One of the least understood and most challenging areas where Quantum Chromodynamics should make predictions is its thermodynamics in hot and/or neutron-rich environments. An understanding of this regime is important in order to put the experimental heavy-ion collision program, such as at Brookhaven National Laboratory's new facility, the Relativistic Heavy Ion Collider (RHIC), on a solid basis. It is also important if we are to make quantitative predictions for the physics of neutron stars and the explosive evolution of supernovas.
During his Center appointment, Professor Kogut will write the first text on the subject, which will be published by Cambridge University Press. His past post-doctoral fellow, M. A. Stephanov, a junior faculty member of the University of Illinois at Chicago will be a second author.

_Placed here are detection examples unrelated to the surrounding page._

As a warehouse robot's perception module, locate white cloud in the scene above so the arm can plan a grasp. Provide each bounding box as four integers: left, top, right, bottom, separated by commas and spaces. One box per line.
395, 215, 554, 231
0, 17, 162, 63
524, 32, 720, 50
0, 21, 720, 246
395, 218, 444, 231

The book will describe the state of ongoing research, summarize the results, and outline problems. It will cover topics such as the thermodynamics of Quantum Chromodynamics, Lattice Quantum Chromodynamics, diquark condensation and color superconductivity, and the phase diagram of Quantum Chromodynamics. With the analysis of existing methods, their strengths and weaknesses, the book should aid theorists wishing to contribute to this field. The book will also help experimentalists understand the origin and background of theoretical predictions. With a reasonably self-sufficient introduction, the book should be of interest to a broad audience of scientists wishing to widen their knowledge horizon and explore possible cross-discipline connections.